Rz. 34

Die geschilderten - auf den ersten Blick einfach erscheinenden - Anforderungen einer Bestätigungsanfrage können in der Praxis eine ganze Reihe von Fragen aufwerfen, insbesondere wenn sich z. B. nachträglich herausstellt, dass der ausländische Leistungsempfänger an einem vermeintlichen Umsatzsteuerbetrug beteiligt war. Hier ist natürlich nach den Rechtsfolgen einer durchgeführten – und positiv beantworteten – Bestätigungsanfrage zu fragen.[1] Fraglich ist aber auch, ob es einer einmaligen Anfrage nach § 18e UStG zu Beginn der Geschäftsbeziehungen zu einem ausländischen Unternehmer bedarf, oder ob die Anfrage einmal oder gar regelmäßig zu wiederholen ist. Aus dem Gesetz und der unionsrechtlichen Vorgabe ist zwar keine Verpflichtung zur wiederholten Anfrage ersichtlich. Da das Vorhandensein einer gültigen USt-IdNr. des Leistungsempfängers aber bei iG-Lieferungen seit dem 1.1.2020 zur materiellen Voraussetzung der Steuerbefreiung solcher Lieferungen geworden ist (Rz. 9), empfiehlt sich aber unbedingt eine regelmäßige Abfrage. Letztlich bleibt es zwar der Sorgfalt jedes "Kaufmanns" – und damit dem Unternehmer – überlassen, ob und wann er Anfragen wiederholt. Da allerdings nunmehr bei innergemeinschaftlichen Lieferungen die Steuerfreiheit vom Vorhandensein einer gültigen USt-IdNr. abhängt, ist m. E. branchenunabhängig die USt-IdNr. aller Leistungsempfänger regelmäßig und noch besser bei jeder Lieferung abzufragen. Das stellt zweifellos einen hohen zusätzlichen Verwaltungsaufwand für Unternehmer dar, zur Erlangung von Rechtssicherheit ist es aber unvermeidbar. Für Unternehmer mit vielen Geschäftsvorfällen bedarf es hierzu wohl automatisierter Abfragemöglichkeiten.

 

Rz. 35

Über einen interessanten Fall in diesem Zusammenhang (Rz. 34) zur Rechtslage bis zum 1.1.2020 hatte das Finanzgericht Berlin-Brandenburg zu entscheiden[2], denn hier hatte die USt-IdNr. noch während der Abwicklung der Lieferung ihre Gültigkeit verloren.
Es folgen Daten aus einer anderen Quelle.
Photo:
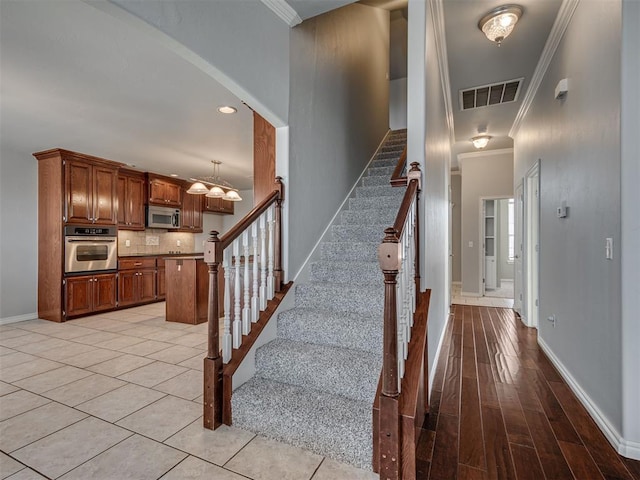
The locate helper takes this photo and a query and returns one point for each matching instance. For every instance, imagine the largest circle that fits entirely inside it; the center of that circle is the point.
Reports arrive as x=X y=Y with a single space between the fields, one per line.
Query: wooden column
x=264 y=158
x=212 y=414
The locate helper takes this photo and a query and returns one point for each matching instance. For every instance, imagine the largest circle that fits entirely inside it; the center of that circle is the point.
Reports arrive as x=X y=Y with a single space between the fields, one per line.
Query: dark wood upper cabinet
x=90 y=191
x=217 y=205
x=131 y=200
x=164 y=191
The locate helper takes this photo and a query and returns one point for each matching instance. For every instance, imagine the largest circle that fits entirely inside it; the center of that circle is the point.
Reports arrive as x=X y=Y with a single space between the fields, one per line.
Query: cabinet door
x=146 y=285
x=135 y=195
x=79 y=295
x=123 y=204
x=104 y=195
x=127 y=287
x=104 y=292
x=78 y=186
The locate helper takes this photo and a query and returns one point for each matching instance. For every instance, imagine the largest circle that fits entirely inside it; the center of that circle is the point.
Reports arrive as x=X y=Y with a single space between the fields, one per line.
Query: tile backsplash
x=154 y=241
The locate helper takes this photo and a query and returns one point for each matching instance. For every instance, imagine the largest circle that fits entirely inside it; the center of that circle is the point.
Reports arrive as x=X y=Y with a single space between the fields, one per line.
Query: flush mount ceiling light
x=219 y=188
x=480 y=141
x=227 y=109
x=499 y=22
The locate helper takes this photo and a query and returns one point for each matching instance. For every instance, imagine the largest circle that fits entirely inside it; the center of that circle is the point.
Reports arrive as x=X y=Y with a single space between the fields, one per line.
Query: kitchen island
x=187 y=289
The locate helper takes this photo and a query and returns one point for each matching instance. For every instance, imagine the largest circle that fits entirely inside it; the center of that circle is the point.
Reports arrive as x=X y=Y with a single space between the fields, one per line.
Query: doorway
x=498 y=247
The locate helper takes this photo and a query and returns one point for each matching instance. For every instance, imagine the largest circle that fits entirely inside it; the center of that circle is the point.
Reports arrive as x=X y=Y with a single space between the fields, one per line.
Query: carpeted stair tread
x=339 y=371
x=377 y=216
x=340 y=298
x=360 y=273
x=326 y=424
x=359 y=331
x=350 y=251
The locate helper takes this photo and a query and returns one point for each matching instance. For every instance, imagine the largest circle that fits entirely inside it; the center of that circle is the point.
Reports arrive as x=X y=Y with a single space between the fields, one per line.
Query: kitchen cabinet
x=191 y=211
x=90 y=293
x=90 y=192
x=162 y=291
x=131 y=200
x=136 y=281
x=217 y=205
x=164 y=191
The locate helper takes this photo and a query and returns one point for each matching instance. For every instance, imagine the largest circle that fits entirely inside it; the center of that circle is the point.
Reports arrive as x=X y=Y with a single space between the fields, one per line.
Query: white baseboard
x=623 y=447
x=470 y=294
x=432 y=373
x=18 y=318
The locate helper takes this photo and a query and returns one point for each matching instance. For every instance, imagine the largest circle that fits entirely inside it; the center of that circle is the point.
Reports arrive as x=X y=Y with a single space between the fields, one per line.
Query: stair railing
x=250 y=255
x=399 y=260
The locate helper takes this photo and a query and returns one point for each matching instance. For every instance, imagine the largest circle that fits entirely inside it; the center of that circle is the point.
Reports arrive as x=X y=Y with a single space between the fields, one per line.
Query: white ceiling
x=77 y=78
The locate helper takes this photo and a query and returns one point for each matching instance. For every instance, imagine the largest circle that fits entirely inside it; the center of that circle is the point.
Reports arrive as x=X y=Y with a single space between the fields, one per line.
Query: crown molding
x=560 y=25
x=437 y=9
x=282 y=9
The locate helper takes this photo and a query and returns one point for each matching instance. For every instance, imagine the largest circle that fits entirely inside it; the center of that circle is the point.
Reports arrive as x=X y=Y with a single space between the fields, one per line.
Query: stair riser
x=346 y=273
x=349 y=251
x=368 y=217
x=352 y=331
x=363 y=300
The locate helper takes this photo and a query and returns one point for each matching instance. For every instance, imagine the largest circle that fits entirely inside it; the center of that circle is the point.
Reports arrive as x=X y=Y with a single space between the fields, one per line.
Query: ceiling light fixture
x=227 y=109
x=480 y=141
x=499 y=22
x=219 y=188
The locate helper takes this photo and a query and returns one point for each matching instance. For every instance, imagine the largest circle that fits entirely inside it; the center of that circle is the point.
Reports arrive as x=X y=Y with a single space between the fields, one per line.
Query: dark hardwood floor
x=500 y=410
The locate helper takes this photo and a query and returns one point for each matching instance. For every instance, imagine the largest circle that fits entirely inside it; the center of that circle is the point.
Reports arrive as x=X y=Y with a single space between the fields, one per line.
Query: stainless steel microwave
x=163 y=217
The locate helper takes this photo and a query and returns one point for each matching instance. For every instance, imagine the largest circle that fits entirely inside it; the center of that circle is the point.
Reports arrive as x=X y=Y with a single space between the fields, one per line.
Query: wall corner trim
x=437 y=8
x=557 y=31
x=283 y=10
x=18 y=318
x=622 y=446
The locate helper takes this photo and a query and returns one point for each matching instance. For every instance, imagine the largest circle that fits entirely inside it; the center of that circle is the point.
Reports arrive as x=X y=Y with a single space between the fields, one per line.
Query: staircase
x=315 y=384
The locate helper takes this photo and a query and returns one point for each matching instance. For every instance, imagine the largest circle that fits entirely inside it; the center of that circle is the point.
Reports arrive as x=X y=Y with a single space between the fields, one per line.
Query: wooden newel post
x=277 y=266
x=212 y=415
x=389 y=432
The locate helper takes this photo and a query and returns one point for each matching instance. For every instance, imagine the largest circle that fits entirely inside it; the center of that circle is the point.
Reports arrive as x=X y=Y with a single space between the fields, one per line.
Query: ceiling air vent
x=495 y=94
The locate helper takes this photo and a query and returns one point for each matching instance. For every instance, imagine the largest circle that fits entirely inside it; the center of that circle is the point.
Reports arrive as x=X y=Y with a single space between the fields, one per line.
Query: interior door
x=518 y=255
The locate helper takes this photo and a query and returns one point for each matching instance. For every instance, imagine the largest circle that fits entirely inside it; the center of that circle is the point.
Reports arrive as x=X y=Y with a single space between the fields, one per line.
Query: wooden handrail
x=397 y=180
x=213 y=367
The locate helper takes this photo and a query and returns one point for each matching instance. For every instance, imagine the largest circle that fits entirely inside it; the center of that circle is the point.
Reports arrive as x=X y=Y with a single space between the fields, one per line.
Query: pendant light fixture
x=499 y=22
x=219 y=187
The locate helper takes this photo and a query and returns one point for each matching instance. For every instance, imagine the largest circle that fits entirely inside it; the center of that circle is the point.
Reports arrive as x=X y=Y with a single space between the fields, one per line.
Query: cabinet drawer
x=136 y=263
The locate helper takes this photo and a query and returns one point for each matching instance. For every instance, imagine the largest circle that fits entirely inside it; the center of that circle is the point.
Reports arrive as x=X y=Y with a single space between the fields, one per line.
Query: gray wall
x=242 y=44
x=484 y=174
x=630 y=248
x=428 y=144
x=339 y=113
x=456 y=227
x=18 y=235
x=578 y=143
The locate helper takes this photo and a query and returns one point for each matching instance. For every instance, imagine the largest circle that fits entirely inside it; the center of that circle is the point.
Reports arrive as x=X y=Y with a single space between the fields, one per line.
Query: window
x=511 y=231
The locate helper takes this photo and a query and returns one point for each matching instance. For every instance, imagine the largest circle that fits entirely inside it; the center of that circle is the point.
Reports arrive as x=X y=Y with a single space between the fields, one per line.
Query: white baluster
x=270 y=280
x=263 y=264
x=237 y=324
x=255 y=299
x=226 y=335
x=246 y=307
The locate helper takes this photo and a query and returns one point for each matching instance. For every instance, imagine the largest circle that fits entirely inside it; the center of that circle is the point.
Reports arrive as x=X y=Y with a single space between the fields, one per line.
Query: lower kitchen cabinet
x=90 y=293
x=136 y=281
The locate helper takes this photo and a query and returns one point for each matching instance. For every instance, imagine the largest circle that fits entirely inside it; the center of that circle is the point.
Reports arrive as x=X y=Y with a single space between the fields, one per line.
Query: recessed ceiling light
x=227 y=109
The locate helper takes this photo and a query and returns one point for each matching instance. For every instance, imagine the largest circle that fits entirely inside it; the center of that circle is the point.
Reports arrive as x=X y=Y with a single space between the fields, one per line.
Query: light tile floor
x=459 y=299
x=118 y=396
Der Unternehmer hatte zwar die Gültigkeit der USt-IdNr. unmittelbar nach Zahlung des Kaufpreises erfragt und auch bestätigt bekommen. Das Finanzamt vertrat aber nun die Auffassung, dass der Kläger nicht gutgläubig i. S. d. § 6a Abs. 4 UStG gewesen sei, weil er zum Zeitpunkt der Lieferung – die nur wenige Tage später erfolgte – keine weitere Abfrage mehr getätigt hatte. Da die USt-IdNr. zu diesem Zeitpunkt ungültig geworden war und daher (wahrscheinlich) keine positive Bestätigung mehr erfolgt wäre, hätte diese Rechtsfolge für den Kläger fatale Folgen. M. E. bestand früher allerdings keine derartige Anforderung des Zeitpunkts der Anfrage und so sah es im Ergebnis auch das Finanzgericht Berlin-Brandenburg. Das Gericht stellte dabei aber im Wesentlichen auf den kurzen Zeitraum und (zutreffend) auch darauf ab, dass der Unternehmer nicht aus anderen Gründen um die Betrugsabsichten seines Abnehmers wusste. Hier wäre aber (bei Gutgläubigkeit) auch nicht anders zu entscheiden, wenn zwischen Zahlung und Lieferung mehrere Wochen oder Monate vergangen wären.[3] Das Gesetz sah und sieht keine dahingehende Verpflichtung vor und deshalb kann hier nur auf die Pflichten des ordentlichen Kaufmanns abgestellt werden. Jede höhere Anforderung würde die Pflichten des Unternehmers schlicht überdehnen und im Übrigen wäre auch erst einmal genau festzulegen, wann Anfragen erfolgen müssen und welcher Zeitraum für wiederholte Anfragen zu fordern ist. Man darf hier nicht aus dem Auge verlieren, dass die Bestätigungsanfrage und das gesamte Verfahren des innergemeinschaftlichen Leistungsaustausches zusätzliche Pflichten darstellen, welche dem Unternehmer durch den Gesetzgeber auferlegt wurden. Die einzige rechtssichere Möglichkeit des Wegfalls des guten Glaubens bei Löschung einer USt-IdNr. nach einer positiven Bestätigungsmitteilung besteht theoretisch darin, dass das BZSt (für Deutschland) dies allen Unternehmern mitteilt, die in Bezug auf diese Nummer eine Anfrage gestellt hatten.[4] Der Zugang dieser Mitteilung wäre dann allerdings nachzuweisen; wodurch dieses Verfahren zwar technisch machbar, aber teuer und aufwendig würde.

 

Rz. 36

Ob die vorgenannte Sichtweise nach dem 1.1.2020 (Rz. 9) so im Ganzen noch aufrechterhalten bleiben kann, erscheint durchaus zweifelhaft. Da das Vorhandensein einer gültigen USt-IdNr. nunmehr materielle Voraussetzung der Steuerbefreiung bei innergemeinschaftlichen Lieferungen ist, bedarf es einer solchen Nummer grundsätzlich bei der Ausführung jeder Lieferung. Sollte ein leistender Unternehmer in der Vergangenheit bereits eine positive Bestätigungsanfrage getätigt haben, dann kann er sich darauf zwar auch bei Folgelieferungen berufen, das Risiko einer Löschung dieser Nummer trägt er aber mit der möglichen späteren Versagung der Steuerfreiheit, wenn er keine zeitnahe neue Bestätigungsanfrage getätigt hat. Allenfalls im Fall des oben geschilderten Urteils des FG Berlin-Brandenburg könnte man hier m. E. noch auf die Durchführung einer zweiten Anfrage verzichten,

 

Rz. 37

Weiter ist zu beachten ist,...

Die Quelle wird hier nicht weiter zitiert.